Non-degenerate Liouville tori are KAM stable

TL;DR

This paper proves that non-degenerate, non-resonant quasi-periodic tori in Hamiltonian systems are KAM stable regardless of whether their frequencies are Diophantine or Liouville, extending stability results.

Contribution

It establishes KAM stability for non-degenerate, non-resonant tori with Liouville frequencies, answering a recent open question and broadening the class of stable invariant tori.

Findings

Non-resonant tori are KAM stable if Kolmogorov non-degenerate.

Stability holds for Diophantine and Liouville frequencies.

Regularity of tori matches the Hamiltonian's smoothness class.

Abstract

In this short note, we prove that a quasi-periodic torus, with a non-resonant frequency (that can be Diophantine or Liouville) and which is invariant by a sufficiently regular Hamiltonian flow, is KAM stable provided it is Kolmogorov non-degenerate.
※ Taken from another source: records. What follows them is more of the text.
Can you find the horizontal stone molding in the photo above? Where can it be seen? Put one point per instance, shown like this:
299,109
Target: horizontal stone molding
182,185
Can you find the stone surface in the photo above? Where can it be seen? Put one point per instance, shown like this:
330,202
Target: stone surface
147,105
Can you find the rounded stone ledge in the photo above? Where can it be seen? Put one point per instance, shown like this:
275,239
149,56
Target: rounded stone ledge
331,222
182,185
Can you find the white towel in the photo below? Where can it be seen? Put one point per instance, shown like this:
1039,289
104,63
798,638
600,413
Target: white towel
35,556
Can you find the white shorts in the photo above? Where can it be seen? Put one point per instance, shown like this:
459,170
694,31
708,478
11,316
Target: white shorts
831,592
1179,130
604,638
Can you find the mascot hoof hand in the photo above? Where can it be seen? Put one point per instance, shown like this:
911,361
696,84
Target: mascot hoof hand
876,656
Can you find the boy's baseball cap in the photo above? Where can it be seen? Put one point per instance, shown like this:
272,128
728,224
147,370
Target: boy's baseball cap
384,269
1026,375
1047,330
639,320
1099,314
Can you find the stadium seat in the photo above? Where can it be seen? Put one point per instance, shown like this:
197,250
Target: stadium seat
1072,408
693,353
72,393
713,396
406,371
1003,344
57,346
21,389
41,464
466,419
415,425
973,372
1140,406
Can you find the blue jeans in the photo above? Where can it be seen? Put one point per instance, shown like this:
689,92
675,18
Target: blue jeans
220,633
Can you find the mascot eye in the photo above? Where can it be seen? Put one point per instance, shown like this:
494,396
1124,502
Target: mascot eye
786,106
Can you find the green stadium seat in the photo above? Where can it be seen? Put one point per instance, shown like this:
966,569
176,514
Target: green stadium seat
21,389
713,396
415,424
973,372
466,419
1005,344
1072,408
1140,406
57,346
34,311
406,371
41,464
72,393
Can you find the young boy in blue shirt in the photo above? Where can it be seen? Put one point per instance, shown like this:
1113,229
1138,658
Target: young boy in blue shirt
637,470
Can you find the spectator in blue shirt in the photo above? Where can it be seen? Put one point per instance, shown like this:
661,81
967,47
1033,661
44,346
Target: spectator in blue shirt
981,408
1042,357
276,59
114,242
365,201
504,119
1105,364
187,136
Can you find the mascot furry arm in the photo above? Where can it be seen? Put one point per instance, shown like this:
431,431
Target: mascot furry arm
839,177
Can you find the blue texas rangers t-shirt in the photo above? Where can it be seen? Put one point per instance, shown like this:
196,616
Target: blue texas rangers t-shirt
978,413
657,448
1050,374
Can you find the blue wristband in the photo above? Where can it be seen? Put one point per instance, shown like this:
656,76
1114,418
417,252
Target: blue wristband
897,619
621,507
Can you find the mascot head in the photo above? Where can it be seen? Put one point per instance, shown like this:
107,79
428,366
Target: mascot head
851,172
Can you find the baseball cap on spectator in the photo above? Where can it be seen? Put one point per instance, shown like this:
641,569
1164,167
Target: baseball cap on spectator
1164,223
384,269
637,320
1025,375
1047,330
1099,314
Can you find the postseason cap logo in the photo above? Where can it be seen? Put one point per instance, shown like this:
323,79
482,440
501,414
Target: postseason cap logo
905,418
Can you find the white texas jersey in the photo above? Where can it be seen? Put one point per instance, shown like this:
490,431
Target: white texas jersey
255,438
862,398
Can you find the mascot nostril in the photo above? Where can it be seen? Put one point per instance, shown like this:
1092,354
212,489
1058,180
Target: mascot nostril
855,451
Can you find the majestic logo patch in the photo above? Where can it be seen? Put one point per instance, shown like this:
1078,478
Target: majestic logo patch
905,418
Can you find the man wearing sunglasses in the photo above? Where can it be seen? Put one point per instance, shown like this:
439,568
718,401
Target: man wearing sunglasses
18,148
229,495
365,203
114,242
When the Hamiltonian is smooth (respectively Gevrey-smooth, respectively real-analytic), the in-variant tori are smooth (respectively Gevrey-smooth, respectively real-analytic). This answers a question raised in a recent work by Eliasson, Fayad and Krikorian ([EFK]). We also take the opportunity to ask other questions concerning the stability of non-resonant invariant quasi-periodic tori in (analytic or smooth) Hamiltonian systems.